First published in Winsight Grocery Business.
The $64,000 question is … can retailers keep their new-found COVID customers? The grocery market grew about 10% in 2020 and many retailers, particularly traditional banners, experienced growth in excess of 10%. Many of these traditional banners, which had been growing slower pre-COVID, increased market share in 2020. In contrast, several of the dominant pre-COVID banners, such as Walmart, Trader Joe’s and Costco, stumbled a bit and were the source of new customers and market share for traditional banners such as Albertsons, Harris-Teeter and Ralphs.
To understand if the traditional retailers will be able to hold onto some of these new customers, we need to consider a few questions. First, was the reason for the great year due to internal or external factors? In other words, did the retailer grow 12% because of the great adaptations they made during COVID or was it driven by external factors such as changes in how customers’ shopped and prepared food during COVID? If it was primarily the internal decisions, then the retailer will have a better chance of keeping those shoppers, but if it was driven externally, then the growth will only last if the catalyst remains.
Looking at dunnhumby’s Retail Preference Index (RPI) data, which we fielded in November 2020 and has been completed annually for the past four years, we see two things. First, shoppers’ needs changed significantly during COVID and second, how shoppers perceived retailers were consistent with previous years. Looking at the graphic below, we see that pre-COVID customers preferences were driven largely by price and quality, but those two preference drivers were much less important during COVID. In contrast, speed was not important pre-COVID but jumped to the top because of its correlation with safety.
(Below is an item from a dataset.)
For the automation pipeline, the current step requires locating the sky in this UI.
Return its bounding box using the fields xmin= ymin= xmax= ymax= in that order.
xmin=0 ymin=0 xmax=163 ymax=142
Our price metric is comprised on how shoppers perceive a retailer’s overall prices, and quality is comprised on both product and store experience perceptions. We call the combination of price and quality perceptions the value core. It was by far the biggest driver of where one shopped and was the most predictive at explaining both financial and emotional performance before 2020. However, during COVID, importance shifted away from price and quality and toward speed, safety and digital perceptions.
In 2020, for shoppers it was less about finding one’s optimal combination of price and quality and more about shopping in a retailer where they felt safe and could simply get the items they were looking for and get out quickly. This meant that banners such as Walmart, Costco and Trader Joe’s were not as desirable because they were often perceived to be slow or crowded. Many traditional banners, on the other hand, were perceived to be a quicker, easier and safer shopping alternative. In addition, most traditional banners suffered from poor price perceptions before COVID but during COVID shoppers were willing to trade-off higher prices for a safer shopping experience. Essentially, COVID redistributed shoppers from the pre-COVID industry stalwarts to those banners who had fewer shoppers before the pandemic. It was the great retail flattening and resulted in many traditional banners having the best year in decades.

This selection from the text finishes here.